Had a great day. Started the morning out by baking a couple of pies to take down to Kats Moms for lunch..Now comon folks, you didnt really believe I used ALL thos Muscadines for just wine did ya ? I actually got creative with the pies, as I do my wines and tried a Muscadine/Blackberry Pie and a Blueberry/Peach which bothturned out great as all I brought home was the empty pie plates. And yes, I did take a few pictures for you !!


----------



## Julie (Jul 4, 2010)

Pictures look great, Waldo but I would rather have a piece of the pie. Boy do that look good, now I am going to have to make a pie tomorrow.


----------



## Julie (Jul 4, 2010)

Happy 4th everyone, we didn't do anyting special. We had grilled chicken with angel hair pasta with tucson house dressing, tomotos and onions. Accompanied that with a bottle of Riesling.

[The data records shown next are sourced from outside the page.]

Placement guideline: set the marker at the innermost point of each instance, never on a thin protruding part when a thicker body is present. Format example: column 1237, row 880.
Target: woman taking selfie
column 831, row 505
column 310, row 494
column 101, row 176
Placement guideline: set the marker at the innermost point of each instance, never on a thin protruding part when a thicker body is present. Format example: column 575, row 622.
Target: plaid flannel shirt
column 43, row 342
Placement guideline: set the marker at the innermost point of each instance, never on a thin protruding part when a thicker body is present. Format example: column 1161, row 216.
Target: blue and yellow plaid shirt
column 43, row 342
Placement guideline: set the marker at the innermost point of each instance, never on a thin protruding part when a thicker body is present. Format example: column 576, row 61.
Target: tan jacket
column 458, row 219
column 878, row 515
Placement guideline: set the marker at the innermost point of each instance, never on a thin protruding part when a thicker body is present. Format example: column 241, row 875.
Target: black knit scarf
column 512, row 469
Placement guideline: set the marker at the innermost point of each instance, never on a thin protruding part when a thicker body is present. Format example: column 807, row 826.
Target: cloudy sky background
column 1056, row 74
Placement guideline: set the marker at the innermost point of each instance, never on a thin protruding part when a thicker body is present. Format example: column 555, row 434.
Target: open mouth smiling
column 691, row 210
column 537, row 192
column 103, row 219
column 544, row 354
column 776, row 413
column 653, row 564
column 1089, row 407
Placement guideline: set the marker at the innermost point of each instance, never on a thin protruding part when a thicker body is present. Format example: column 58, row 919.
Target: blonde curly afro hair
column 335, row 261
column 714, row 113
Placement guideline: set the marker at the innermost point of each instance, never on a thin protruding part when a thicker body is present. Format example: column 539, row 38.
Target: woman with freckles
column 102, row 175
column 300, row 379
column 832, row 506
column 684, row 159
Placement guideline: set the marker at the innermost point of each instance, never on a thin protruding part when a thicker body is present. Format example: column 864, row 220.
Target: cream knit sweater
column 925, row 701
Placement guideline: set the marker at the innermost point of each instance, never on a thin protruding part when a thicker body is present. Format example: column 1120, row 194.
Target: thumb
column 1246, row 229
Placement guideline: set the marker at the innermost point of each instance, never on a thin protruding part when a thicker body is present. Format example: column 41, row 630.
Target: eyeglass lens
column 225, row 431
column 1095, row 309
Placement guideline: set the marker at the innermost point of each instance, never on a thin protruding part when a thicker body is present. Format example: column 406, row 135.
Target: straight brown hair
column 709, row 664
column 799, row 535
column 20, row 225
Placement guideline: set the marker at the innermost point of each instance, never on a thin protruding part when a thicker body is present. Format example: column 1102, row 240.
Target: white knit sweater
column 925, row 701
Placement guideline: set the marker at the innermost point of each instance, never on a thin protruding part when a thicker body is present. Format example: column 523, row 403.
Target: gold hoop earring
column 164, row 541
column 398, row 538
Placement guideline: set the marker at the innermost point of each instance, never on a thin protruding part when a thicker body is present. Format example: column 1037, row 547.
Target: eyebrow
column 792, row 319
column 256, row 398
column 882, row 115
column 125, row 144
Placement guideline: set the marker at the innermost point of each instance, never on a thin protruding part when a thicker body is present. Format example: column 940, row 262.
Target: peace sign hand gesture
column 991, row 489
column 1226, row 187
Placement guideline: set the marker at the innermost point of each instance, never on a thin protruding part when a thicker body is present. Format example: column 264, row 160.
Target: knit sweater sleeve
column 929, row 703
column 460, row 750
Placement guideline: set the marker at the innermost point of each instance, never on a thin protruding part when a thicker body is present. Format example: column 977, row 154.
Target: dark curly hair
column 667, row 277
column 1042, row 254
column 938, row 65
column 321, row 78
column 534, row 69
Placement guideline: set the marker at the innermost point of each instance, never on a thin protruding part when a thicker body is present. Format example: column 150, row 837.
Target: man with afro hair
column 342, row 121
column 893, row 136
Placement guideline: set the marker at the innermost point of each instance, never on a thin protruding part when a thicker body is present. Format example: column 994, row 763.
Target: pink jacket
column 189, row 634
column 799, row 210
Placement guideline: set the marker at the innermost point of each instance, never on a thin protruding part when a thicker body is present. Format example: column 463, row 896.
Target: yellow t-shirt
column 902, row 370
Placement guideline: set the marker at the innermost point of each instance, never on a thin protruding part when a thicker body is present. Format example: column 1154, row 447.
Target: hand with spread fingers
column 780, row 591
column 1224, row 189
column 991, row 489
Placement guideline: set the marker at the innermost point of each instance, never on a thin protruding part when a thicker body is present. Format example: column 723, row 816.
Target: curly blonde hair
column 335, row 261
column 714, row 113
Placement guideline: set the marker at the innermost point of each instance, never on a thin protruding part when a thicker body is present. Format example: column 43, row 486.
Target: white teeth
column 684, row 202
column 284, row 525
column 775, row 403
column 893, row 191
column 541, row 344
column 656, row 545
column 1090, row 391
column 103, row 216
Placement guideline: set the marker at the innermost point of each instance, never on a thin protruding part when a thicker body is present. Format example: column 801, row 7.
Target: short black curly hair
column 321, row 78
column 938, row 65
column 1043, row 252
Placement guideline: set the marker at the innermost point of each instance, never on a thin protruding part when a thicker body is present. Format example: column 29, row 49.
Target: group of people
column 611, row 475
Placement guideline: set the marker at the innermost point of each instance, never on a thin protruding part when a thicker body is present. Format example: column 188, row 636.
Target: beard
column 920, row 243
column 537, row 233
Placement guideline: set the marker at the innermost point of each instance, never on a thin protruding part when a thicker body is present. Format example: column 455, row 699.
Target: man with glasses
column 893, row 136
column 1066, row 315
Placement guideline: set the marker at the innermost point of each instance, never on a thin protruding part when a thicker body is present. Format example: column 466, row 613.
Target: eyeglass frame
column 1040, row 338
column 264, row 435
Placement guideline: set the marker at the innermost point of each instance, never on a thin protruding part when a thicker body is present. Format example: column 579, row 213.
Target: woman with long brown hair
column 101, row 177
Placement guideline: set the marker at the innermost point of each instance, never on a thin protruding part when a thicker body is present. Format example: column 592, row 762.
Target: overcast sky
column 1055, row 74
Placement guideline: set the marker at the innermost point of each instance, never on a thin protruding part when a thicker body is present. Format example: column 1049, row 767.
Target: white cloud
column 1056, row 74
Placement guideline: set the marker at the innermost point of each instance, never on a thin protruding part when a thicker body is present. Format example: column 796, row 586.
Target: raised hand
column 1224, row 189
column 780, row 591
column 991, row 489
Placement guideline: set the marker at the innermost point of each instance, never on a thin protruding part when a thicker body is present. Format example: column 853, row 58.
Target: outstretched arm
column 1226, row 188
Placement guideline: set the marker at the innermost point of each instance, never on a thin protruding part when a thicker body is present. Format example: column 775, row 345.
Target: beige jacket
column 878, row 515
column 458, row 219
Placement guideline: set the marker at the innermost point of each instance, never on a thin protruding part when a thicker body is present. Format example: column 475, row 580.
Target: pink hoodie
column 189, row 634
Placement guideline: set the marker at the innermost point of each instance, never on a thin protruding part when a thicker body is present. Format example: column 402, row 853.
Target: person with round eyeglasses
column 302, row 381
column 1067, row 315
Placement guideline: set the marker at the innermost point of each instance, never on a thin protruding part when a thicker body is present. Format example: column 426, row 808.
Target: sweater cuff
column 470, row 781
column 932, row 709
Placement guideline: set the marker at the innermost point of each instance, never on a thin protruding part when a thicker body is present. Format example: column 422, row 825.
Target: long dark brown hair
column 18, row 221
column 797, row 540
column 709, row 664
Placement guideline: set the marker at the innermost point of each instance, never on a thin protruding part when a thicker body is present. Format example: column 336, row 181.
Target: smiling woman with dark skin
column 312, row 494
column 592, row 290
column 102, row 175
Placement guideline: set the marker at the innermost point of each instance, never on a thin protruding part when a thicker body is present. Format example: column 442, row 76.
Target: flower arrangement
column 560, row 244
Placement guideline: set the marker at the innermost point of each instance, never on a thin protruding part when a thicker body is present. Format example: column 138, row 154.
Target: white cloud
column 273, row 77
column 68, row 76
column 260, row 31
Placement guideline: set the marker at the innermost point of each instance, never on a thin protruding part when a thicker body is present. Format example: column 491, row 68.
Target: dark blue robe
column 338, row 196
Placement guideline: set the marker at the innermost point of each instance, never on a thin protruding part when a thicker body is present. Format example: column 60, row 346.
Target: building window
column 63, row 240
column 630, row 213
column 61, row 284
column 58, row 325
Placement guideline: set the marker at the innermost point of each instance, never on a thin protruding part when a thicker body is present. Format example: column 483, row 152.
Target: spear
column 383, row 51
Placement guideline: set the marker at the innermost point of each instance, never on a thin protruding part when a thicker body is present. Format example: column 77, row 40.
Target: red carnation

Our daughter was in Flordia until 6 this evening and our son was at his in-laws. We have two other sons, one lives in SC and the other lives in South Korea, neither on of them could make it home. We are planing on have a picnic tomorrow with the two that are here.


----------



## Bartman (Jul 5, 2010)

We had family to our house for sliders (mini-hamburgers) (some with feta cheese packed in them, some plain), habanero sausage, and hot dogs for the kids.

My mom made her traditional "flag cake" - white frosting with strawberries for stripes and blueberries for "stars".

Then we opened a variety of my wines - 2008 AJ Nero d'Avola, Green Apple Reisling, VN Baroque Rouge, a young Cru Select Brunello

If we had the energy and capacity to have any thing else after running around with the sparklers in the backyard (it was still very warm and sticky at 9:30 pm), we would have gotten into some Porto Corinto. It was an exhausitng day/evening, but lots of fun!


----------